We find no principled basis, either explicated in the Commission's Decision or advanced by the landlord before this court, for applying disparate standards to a prevailing tenant's claim for attorney's fees based on whether the tenant or the landlord initiated the proceedings. As we noted in Ungar, "the purposes of the attorney's fees provision are to encourage tenants to enforce their own rights, in effect acting as private attorneys general, and to encourage attorneys to accept cases brought under the Rental Housing Act of 1980." 535 A.2d at 892. *fn1 That purpose is equally effectuated where the tenant successfully resists the landlord-initiated petition as where the tenant prevails on a tenant-initiated petition.
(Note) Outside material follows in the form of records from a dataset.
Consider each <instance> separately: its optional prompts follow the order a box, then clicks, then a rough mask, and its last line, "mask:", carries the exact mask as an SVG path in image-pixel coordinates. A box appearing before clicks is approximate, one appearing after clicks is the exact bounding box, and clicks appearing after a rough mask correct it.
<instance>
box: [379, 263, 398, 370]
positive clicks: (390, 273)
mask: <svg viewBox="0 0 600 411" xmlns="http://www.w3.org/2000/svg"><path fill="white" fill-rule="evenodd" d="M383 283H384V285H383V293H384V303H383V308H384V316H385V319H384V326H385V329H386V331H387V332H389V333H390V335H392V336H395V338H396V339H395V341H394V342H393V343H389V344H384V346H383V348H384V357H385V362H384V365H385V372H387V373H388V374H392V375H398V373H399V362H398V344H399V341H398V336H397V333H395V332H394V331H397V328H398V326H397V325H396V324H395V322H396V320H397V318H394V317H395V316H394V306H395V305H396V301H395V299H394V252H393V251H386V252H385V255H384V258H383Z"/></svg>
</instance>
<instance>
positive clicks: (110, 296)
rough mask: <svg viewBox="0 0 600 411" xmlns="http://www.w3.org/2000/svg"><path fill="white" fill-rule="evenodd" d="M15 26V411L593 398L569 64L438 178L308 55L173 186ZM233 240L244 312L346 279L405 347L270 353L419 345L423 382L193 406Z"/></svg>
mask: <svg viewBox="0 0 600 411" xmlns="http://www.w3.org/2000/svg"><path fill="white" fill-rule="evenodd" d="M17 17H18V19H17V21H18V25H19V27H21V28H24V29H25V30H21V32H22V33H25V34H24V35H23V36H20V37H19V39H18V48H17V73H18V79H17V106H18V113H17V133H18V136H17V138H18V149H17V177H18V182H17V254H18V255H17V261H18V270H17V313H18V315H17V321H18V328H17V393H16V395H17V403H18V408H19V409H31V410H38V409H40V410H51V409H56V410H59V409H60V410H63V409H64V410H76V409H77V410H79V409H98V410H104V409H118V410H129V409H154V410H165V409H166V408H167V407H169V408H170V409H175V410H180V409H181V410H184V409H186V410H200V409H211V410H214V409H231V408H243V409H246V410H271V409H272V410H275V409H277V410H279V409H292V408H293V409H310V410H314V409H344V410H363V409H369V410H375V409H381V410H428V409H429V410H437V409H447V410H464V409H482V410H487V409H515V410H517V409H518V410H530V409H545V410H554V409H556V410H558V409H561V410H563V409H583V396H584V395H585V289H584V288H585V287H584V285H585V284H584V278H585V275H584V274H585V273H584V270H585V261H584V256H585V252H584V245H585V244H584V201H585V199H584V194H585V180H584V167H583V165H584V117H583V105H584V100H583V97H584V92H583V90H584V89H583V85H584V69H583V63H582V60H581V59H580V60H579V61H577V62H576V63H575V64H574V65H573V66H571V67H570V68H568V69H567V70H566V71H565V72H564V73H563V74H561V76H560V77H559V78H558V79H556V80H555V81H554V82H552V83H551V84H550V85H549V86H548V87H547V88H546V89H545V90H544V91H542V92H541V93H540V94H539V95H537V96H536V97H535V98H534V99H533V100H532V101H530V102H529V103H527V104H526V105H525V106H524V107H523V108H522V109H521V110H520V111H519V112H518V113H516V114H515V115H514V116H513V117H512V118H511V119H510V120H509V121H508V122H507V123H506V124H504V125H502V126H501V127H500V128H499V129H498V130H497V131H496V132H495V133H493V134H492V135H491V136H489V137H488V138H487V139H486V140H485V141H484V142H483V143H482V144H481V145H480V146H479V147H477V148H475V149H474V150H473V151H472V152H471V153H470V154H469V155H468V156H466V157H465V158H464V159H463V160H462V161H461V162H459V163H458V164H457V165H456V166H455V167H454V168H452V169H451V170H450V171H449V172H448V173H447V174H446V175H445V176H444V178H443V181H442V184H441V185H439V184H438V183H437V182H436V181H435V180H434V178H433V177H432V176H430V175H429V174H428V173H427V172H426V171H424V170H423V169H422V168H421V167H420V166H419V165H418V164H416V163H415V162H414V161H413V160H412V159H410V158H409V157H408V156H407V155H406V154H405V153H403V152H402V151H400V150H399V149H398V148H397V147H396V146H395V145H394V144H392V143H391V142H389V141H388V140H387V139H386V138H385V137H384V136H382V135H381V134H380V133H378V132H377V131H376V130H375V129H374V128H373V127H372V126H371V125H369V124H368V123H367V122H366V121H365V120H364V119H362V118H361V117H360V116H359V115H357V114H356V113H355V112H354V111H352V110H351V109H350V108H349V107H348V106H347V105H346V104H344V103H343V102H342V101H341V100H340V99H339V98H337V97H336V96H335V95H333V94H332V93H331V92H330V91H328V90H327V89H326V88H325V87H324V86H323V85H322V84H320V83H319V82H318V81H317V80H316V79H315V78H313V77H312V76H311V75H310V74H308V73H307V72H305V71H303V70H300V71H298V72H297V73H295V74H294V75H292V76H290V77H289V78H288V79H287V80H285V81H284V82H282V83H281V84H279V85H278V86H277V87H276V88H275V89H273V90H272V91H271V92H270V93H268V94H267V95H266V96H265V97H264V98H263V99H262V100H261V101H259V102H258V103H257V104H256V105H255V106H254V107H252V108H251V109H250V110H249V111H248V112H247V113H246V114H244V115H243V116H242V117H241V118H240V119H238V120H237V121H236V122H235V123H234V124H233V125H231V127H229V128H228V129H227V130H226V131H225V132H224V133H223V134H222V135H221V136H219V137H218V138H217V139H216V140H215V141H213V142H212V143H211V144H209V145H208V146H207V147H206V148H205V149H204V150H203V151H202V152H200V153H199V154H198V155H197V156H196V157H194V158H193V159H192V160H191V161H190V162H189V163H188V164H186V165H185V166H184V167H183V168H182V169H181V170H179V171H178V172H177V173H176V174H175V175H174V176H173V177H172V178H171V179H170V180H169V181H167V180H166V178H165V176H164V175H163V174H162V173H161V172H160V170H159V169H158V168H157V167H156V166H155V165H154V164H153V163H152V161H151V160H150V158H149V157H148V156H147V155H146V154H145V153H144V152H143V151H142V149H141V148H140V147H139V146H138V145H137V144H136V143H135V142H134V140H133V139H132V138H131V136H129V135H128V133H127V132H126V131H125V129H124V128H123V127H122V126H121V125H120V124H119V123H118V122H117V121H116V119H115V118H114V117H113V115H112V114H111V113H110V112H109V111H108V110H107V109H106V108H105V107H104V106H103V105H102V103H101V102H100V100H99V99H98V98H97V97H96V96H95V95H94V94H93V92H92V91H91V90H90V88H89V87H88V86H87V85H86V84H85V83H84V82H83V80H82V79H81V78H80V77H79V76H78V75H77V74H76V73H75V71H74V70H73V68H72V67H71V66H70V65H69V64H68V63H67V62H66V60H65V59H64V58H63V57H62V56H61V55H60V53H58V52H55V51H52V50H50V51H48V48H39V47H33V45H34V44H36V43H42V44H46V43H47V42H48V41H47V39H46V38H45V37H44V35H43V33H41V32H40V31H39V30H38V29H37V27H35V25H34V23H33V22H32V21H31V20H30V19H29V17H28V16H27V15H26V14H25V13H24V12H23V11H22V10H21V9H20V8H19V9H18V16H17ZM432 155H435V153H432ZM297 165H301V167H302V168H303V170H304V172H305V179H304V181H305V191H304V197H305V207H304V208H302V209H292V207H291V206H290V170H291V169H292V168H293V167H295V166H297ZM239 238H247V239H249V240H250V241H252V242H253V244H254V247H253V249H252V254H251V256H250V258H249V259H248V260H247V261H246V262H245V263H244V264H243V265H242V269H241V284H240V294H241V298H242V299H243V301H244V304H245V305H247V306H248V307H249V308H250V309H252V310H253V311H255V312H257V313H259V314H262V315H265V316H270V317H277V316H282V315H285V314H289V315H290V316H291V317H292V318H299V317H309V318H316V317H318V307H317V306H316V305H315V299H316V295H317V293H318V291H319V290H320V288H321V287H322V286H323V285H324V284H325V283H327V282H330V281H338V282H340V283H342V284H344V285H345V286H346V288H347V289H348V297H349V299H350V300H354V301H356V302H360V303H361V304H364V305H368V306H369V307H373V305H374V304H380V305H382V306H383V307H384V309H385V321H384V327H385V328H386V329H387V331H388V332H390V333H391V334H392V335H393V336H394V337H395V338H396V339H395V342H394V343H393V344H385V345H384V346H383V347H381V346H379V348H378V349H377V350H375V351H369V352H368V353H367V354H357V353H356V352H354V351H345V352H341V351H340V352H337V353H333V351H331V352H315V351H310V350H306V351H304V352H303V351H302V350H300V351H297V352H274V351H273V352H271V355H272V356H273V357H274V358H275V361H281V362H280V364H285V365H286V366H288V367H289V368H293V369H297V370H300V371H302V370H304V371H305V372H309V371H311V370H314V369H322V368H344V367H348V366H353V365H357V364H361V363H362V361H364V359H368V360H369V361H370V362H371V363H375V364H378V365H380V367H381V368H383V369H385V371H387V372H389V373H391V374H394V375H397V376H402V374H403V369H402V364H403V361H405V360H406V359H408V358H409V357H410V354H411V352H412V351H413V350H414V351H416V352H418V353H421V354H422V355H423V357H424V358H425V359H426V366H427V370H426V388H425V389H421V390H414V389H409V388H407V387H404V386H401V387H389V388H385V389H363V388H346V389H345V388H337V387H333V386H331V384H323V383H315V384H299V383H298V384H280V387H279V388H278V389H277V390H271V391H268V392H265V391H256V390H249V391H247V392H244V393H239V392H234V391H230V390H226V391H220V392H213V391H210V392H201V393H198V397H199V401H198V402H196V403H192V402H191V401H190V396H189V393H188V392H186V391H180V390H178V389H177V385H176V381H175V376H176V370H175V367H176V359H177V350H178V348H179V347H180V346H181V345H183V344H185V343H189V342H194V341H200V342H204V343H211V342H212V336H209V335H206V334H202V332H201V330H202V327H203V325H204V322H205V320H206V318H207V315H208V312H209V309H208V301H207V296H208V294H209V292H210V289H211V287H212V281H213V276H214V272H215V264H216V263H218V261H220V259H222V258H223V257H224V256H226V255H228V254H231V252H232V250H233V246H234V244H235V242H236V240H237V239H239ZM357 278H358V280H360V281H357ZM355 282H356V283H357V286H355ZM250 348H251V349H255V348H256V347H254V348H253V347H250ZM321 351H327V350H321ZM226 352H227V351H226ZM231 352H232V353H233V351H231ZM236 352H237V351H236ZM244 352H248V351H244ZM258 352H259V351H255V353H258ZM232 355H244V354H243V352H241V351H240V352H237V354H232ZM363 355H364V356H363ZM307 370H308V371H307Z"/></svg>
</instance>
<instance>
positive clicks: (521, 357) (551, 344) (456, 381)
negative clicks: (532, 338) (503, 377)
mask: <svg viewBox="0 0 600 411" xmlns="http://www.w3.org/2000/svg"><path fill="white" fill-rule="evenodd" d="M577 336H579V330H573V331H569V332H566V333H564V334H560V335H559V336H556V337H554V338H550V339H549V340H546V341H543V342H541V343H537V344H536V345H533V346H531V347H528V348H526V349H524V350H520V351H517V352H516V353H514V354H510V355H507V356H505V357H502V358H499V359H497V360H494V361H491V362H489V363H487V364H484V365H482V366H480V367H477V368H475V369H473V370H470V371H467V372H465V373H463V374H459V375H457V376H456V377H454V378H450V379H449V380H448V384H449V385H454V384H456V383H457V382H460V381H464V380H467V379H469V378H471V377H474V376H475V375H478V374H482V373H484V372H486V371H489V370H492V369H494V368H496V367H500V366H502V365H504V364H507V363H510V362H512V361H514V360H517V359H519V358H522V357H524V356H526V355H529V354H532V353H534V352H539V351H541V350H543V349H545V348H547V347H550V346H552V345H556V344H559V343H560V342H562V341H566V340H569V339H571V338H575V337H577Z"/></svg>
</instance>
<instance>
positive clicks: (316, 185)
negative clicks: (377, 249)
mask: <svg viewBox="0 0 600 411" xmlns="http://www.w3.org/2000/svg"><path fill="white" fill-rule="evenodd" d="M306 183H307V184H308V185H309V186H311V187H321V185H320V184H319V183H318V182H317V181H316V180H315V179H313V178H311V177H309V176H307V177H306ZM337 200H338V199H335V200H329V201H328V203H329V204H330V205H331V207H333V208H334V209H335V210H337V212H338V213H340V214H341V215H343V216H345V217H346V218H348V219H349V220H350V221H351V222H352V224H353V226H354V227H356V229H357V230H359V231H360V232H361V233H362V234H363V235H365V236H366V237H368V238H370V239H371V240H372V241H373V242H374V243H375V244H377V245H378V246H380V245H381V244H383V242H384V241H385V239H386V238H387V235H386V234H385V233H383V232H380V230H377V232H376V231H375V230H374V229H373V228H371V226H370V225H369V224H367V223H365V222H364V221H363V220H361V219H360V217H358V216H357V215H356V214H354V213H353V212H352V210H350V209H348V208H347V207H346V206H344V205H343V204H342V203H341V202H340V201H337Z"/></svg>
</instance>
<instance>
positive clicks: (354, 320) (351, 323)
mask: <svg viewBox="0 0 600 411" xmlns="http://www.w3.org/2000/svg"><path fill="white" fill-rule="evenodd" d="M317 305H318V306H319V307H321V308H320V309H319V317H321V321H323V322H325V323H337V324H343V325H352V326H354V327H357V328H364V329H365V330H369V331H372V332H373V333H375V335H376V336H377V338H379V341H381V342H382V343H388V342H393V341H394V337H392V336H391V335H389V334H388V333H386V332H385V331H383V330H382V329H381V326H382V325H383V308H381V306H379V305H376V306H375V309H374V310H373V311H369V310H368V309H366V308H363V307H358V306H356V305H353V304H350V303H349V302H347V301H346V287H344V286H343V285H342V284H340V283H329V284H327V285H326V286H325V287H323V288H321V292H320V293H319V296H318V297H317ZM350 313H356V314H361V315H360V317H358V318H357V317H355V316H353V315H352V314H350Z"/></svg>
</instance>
The vindication of public as well as private interests by the prevailing tenant does not turn on who initiates the proceeding.
In addition to vindicating the statutory policy generally advanced by prevailing tenants, we note in this case that the tenants here specifically have served to advance this policy by causing the Commission to clearly rule, for the first time (correctly in our view), that this type of petition is a contested case within the meaning of the District of Columbia Administrative Procedure Act, D.C. Code §§ 1-1501 to 1542, and that the landlord has the burden of proof, which it could only meet by affirmatively presenting evidence. We further note that in this case, part of the relief that the prevailing tenants obtained was a refund of the increased rent charged by the landlord as a result of the approval of the capital improvement petition by the Rent Administrator. This is the same type of relief often awarded to prevailing tenants in tenant-initiated proceedings. See, e.g., Ungar, supra, 535 A.2d 887.
In sum, giving the Commission's construction of § 45-2592 such deference as it is due, see generally Wolf v. D.C. Rental Accommodations Comm'n, 414 A.2d 878 (D.C. 1980), but see Ungar, supra, 535 A.2d at 892 (§ 45-2592 gives this court authority to award attorney's fees to a prevailing party on appeal), we conclude that the Commission's construction of the statute, rejecting the Ungar presumption and substituting therefor its own negative presumption, is plainly wrong. We hold that the Ungar presumption applies to prevailing tenants in both tenant-initiated and landlord-initiated proceedings.